Elephant Man ! Un nom célèbre qui évoque aujourd’hui pour beaucoup le fameux film de David Lynch réalisé en 1980. Mais qui était vraiment cet « homme-éléphant » ? C’est à cette question que Denis Van Pottelberghe entend répondre avec ce bel album consacré, comme son nom l’indique, au personnage finalement assez méconnu de Joseph Carey Merrick. Une enfance solitaire, un père et une belle-famille qui, bien vite, le rejettent, les années d’errance, les moqueries, les humiliations…, c’est une histoire bien sombre que nous racontent ici Denis Van P et Serge Perrotin. Les thèmes de la différence et du rejet de l’autre sont évidement au cœur de l’ouvrage qui émeut encore davantage le lecteur en raison de la personnalité même du protagoniste. Car jamais Merrick ne cède à la haine ou à la rancœur à l’égard de ses nombreux tortionnaires : « son âme est belle », comme l’expliquera un des personnages dont le rôle se sera révélé déterminant pour le jeune Joseph. Et c’est cette grandeur d’âme, cette résignation qui rend d’autant plus révoltant le traitement que lui réserve ses compatriotes. Rien à dire en ce qui concerne la documentation, les scénaristes s’étant de toute évidence abondamment renseignés sur le sujet.
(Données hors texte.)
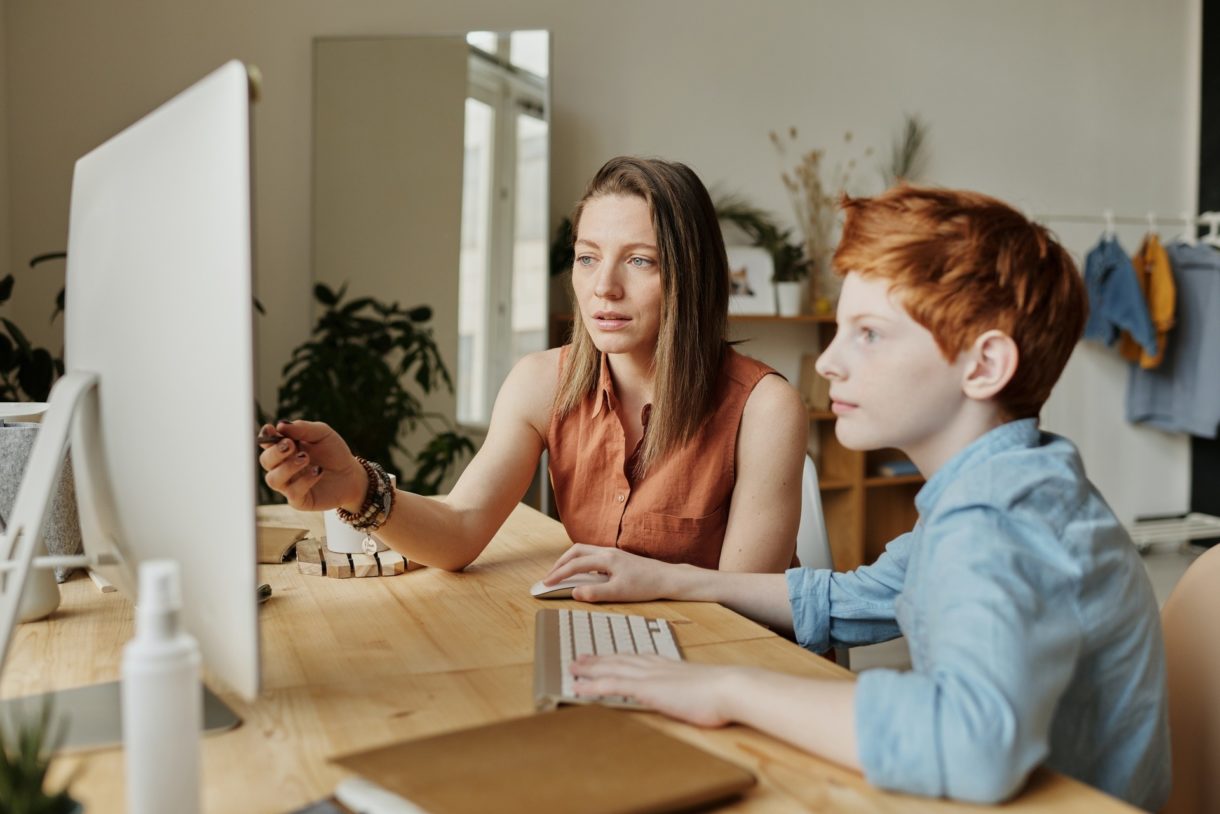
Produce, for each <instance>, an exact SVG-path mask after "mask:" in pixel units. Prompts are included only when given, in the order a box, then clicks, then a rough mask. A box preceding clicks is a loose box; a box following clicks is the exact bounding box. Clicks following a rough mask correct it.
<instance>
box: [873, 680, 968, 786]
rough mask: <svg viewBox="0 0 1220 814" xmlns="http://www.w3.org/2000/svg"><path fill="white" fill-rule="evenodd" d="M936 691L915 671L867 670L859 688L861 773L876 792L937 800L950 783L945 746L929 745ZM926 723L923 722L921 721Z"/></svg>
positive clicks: (931, 686) (935, 700)
mask: <svg viewBox="0 0 1220 814" xmlns="http://www.w3.org/2000/svg"><path fill="white" fill-rule="evenodd" d="M935 697H936V688H935V687H933V686H932V682H931V681H930V680H928V679H927V677H926V676H921V675H919V674H915V672H897V671H894V670H867V671H865V672H863V674H860V676H859V679H858V681H856V686H855V738H856V744H858V746H856V748H858V751H859V758H860V768H861V769H863V770H864V776H865V777H866V779H867V780H869V782H870V783H872V785H874V786H877V787H878V788H888V790H891V791H900V792H906V793H910V794H925V796H927V797H939V796H942V794H944V793H946V792H944V790H946V782H944V776H943V771H942V770H941V758H939V754H941V744H939V743H930V742H928V735H930V733H931V732H935V731H936V730H935V727H933V726H932V722H931V721H930V720H926V719H927V718H930V716H931V714H932V710H935V709H936V703H935V702H936V698H935ZM920 719H925V720H920Z"/></svg>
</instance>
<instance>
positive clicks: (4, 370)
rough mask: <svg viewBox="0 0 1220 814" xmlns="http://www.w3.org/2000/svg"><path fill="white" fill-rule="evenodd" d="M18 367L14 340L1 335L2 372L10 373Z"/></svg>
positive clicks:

Car si l’on sait finalement relativement peu de chose de la vie de Merrick, les quelques balises historiques que l’on possède aujourd’hui sont toutes bien présentes ici (son enfance à Leicester, ses années en tant que bête de foire, celles passées à l’hôpital de Londres…)

Joseph Carey Merrick planche 1

En ce qui concerne les graphismes, ceux-ci peuvent paraître au premier abord un peu spéciaux, voire caricaturaux, mais on s’y habitue finalement assez vite au point de leur trouver un certain charme. On peut également saluer le travail de colorisation effectué par Thierry Faymonville grâce auquel on distingue très nettement deux époques distincts de la vie de Merrick : la première, très sombre, consacrée aux années de solitude et de souffrance ; la seconde, beaucoup plus lumineuse, représentant l’espoir incarné par le personnage de Frederick Treves, médecin de l’hôpital de Londres qui va permettre à Joseph de terminer sa vie décemment. Une seule déception : le peu de dialogues accordés au protagoniste lui-même. Certes, le scénariste entend insister avant tout sur le calvaire du jeune homme (rappelons qu’à sa mort il n’est âgé que de vingt-huit ans), mais il aurait peut-être été judicieux de davantage donner la parole à Merrick que l’on entend quasiment jamais, si ce n’est à la toute fin. L’ouvrage reste cela dit de très bonne facture et nous offre même en bonus quelques pages dans lesquelles Denis Van P. présente la genèse du projet et les quelques difficultés rencontrées pour sa réalisation. On y découvre également certaines planches non retenues dans la version définitive tout en en apprenant davantage sur le principe du financement participatif dans le domaine de l’édition BD, puisque c’est de cela qu’il s’agit ici.

Joseph Carey Merrick planche 2

Un album réussi qui rend un bel hommage au désormais célèbre Elephant Man dont on découvre l’histoire avec à la fois curiosité et tristesse. Aux amateurs du personnage de Joseph Merrick je conseillerais également l’excellent « Ganesha, Mémoires de l’homme éléphant », roman de l’auteur français Xavier Mauméjean consacré aux derniers mois de l’homme-éléphant. Une belle découverte.